Hi @mima I am 53 years old, have PPMS and spend about 85% of my time in bed. It was a rude awakening as to how “sick” I was when we moved a daybed into our lounge room replacing our couch so that I wasn’t locked away in the bedroom all of the time. Due to my insomnia and constant wiggling, jerking and spasms I now don’t sleep in our bed any longer but do meet up with my husband in the morning for “spoon time” My fatigue is the most debilitating symptom I have and I fought the whole idea of something so ridiculous controlling my day to day life but now see how much better I feel when I just do what my body is telling me it needs. I too am not taking any meds/drugs but actually feel that this is the best thing for my body and the disease even if it means I have the physical pain and sensations to deal with.

I use a wheelchair when I go out, which is only a few times a week and for a total of between 2 and 4 hours at any given time as any more than that fatigues me to a point of not being able to walk, think, or do much of anything and I start to shake quite aggressively.

I am still ambulatory in my home, but carefully so, however if I try to walk any distance at all (other than to the toilet, to the kitchen for a cup of tea, or some other short trek) my legs become very wobbly and I am unable to stand on them. I am thankful for the ability to get from point A to B on my own. I do keep a pair of crutches by my bed just in case I am getting out of bed and find I am too stiff or too wobbly to walk on my own.

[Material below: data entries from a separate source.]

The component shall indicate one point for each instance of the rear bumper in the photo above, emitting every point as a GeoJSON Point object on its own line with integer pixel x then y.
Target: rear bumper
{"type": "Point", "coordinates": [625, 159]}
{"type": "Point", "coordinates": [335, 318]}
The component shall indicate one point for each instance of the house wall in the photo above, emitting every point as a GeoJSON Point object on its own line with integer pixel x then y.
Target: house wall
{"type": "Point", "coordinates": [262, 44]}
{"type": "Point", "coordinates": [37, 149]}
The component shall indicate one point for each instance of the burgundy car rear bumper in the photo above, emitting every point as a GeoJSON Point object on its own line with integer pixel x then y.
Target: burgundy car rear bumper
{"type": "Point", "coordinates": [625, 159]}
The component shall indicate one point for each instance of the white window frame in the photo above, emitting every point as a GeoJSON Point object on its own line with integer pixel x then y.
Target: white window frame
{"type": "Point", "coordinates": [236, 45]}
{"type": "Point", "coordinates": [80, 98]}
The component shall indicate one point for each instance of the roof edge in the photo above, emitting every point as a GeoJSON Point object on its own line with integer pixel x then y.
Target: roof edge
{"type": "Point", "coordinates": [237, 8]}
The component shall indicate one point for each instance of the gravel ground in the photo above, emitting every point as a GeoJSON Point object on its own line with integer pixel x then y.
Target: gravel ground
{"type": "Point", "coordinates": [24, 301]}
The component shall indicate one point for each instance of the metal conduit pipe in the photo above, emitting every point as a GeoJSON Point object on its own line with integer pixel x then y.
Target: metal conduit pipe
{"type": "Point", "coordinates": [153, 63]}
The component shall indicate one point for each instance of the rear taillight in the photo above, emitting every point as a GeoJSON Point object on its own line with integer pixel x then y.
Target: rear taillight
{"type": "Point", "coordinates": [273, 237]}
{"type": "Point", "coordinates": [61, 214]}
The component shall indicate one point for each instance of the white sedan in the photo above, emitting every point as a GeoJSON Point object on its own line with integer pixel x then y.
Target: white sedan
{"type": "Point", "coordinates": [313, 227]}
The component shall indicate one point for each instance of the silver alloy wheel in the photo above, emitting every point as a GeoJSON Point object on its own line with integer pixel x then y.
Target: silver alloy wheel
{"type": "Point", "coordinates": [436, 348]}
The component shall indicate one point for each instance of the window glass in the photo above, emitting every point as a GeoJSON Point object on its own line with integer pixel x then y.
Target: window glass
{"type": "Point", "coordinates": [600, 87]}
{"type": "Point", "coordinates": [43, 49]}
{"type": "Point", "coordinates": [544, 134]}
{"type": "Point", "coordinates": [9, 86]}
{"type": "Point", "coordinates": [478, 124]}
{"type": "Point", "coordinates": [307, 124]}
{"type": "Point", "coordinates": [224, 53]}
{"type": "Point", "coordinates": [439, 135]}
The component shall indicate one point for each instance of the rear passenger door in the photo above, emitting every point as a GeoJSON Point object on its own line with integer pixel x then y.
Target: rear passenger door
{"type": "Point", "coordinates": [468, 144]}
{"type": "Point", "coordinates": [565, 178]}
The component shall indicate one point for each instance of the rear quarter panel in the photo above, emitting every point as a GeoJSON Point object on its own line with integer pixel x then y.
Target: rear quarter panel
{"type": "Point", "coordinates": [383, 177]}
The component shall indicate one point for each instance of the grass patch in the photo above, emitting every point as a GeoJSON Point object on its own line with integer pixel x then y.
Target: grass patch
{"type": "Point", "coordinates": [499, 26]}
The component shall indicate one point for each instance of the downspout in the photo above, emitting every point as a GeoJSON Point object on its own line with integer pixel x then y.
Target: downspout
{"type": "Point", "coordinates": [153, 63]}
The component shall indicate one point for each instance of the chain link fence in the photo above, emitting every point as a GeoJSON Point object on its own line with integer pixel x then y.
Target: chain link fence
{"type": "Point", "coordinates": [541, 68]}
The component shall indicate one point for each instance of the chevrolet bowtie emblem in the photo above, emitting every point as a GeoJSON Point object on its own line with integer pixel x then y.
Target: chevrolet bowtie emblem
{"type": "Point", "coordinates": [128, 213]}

My husband is available most of the time. He semi-retired when we sold our last business and ironically decided to get his certification in aged and disability care. He works part time providing services for those needing assistance to remain in their homes. The rest of the time he has me 🙂

It is amazing how many things I have now found I can do “from my bed” ha ha… I actually have a very full life and am, as you, quite happy. So glad you posted this… so @samii do I qualify for your group or ????? Nice to meet all of you guys….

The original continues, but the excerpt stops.